Every so often, a board game appears that doesn’t just arrive on Kickstarter so much as it seems to spill out of it, half-formed and already trending. WENDYBUXXX, the latest project from designer Jo Kelly, lands firmly in that category. It’s loud, surreal, and deliberately exaggerated in the way it pokes at modern online culture, wrapping its systems in a card-driven structure that feels like a game show produced by an algorithm that has developed opinions.
If Kelly’s earlier work, Molly House, invited players into a tightly-woven historical experience about secrecy, survival, and identity, this new project pivots into something far more chaotic. Where Molly House (co-designed with Cole Wehrle) grounded its tension in social risk and coded behaviour within a historical setting, WENDYBUXXX swaps candlelight and caution for neon branding, influencer personas, and the strange economics of attention.
From Molly House to manufactured identity
What makes WENDYBUXXX especially interesting is how it echoes the same thematic concerns as Molly House, just refracted through a very different lens. Both games are ultimately about performance under pressure, but they approach it from opposite ends of history.

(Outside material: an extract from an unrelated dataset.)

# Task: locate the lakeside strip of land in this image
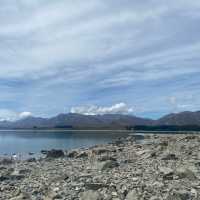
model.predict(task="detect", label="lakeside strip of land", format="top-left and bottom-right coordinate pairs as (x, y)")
top-left (0, 134), bottom-right (200, 200)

In Molly House, players navigate secrecy and reputation in a world where being seen incorrectly can have real consequences. That same idea of constructed identity appears again in WENDYBUXXX, but instead of hiding who you are, players are constantly reshaping themselves to be seen in increasingly profitable ways.
That thematic shift places it in conversation with other identity-focused or socially charged games like Root, where asymmetric factions force players into entirely different roles within the same system, or Oath, another Cole Wehrle design that explores shifting narratives and power structures over time. Even lighter narrative-driven titles like Fog of Love explore constructed relationships and performance, though in a far more grounded emotional register.
Influencer culture as a tabletop system
At the centre of WENDYBUXXX is a system built around content creation, reputation management, and a fictional economy that feels like it has been assembled from fragments of social media logic. Players construct “lifestyle brands,” balancing authenticity against spectacle while trying to stay relevant in an ecosystem that rewards extremes more than stability.
The game leans heavily into satire, turning engagement metrics, trends, and online personas into tangible resources that can rise and collapse with startling speed. It has the same kind of exaggerated systems thinking that makes games like The Networks so memorable, where programming schedules become a competitive optimisation puzzle.
There is also a distant echo of titles like Here to Slay, where character identity and card-driven abilities create shifting personalities at the table, though WENDYBUXXX pushes further into commentary rather than pure playful abstraction.
A design language of exaggeration
What defines WENDYBUXXX most clearly is its willingness to stretch its ideas to the point of discomfort. It doesn’t just reference influencer culture; it exaggerates it into something theatrical and slightly unsettling, where every action is both performance and transaction.
That approach places it in the broader tradition of modern board games that use systems to critique or reflect cultural behaviours, much like Oath explores the persistence of power or Root turns asymmetry into narrative identity. But here the focus is less on long-term political structure and more on the immediate volatility of attention itself.
It is a game that treats visibility as both currency and curse, and it is unafraid to let that tension sit uncomfortably at the table.
A strange but fitting evolution
Seen alongside Molly House, WENDYBUXXX suggests a designer interested less in historical recreation and more in the rules that govern human performance across different contexts. One game asks what happens when you must hide who you are; the other asks what happens when you are constantly incentivised to become something else entirely.
That shared thread gives both games a kind of thematic continuity, even as their tone, setting, and mechanical expression diverge dramatically. Whether WENDYBUXXX resonates as sharply as its predecessor will depend on how players respond to its satire as much as its systems, but it is already clear that it is not interested in being background entertainment.
It wants to be noticed, analysed, and probably argued about.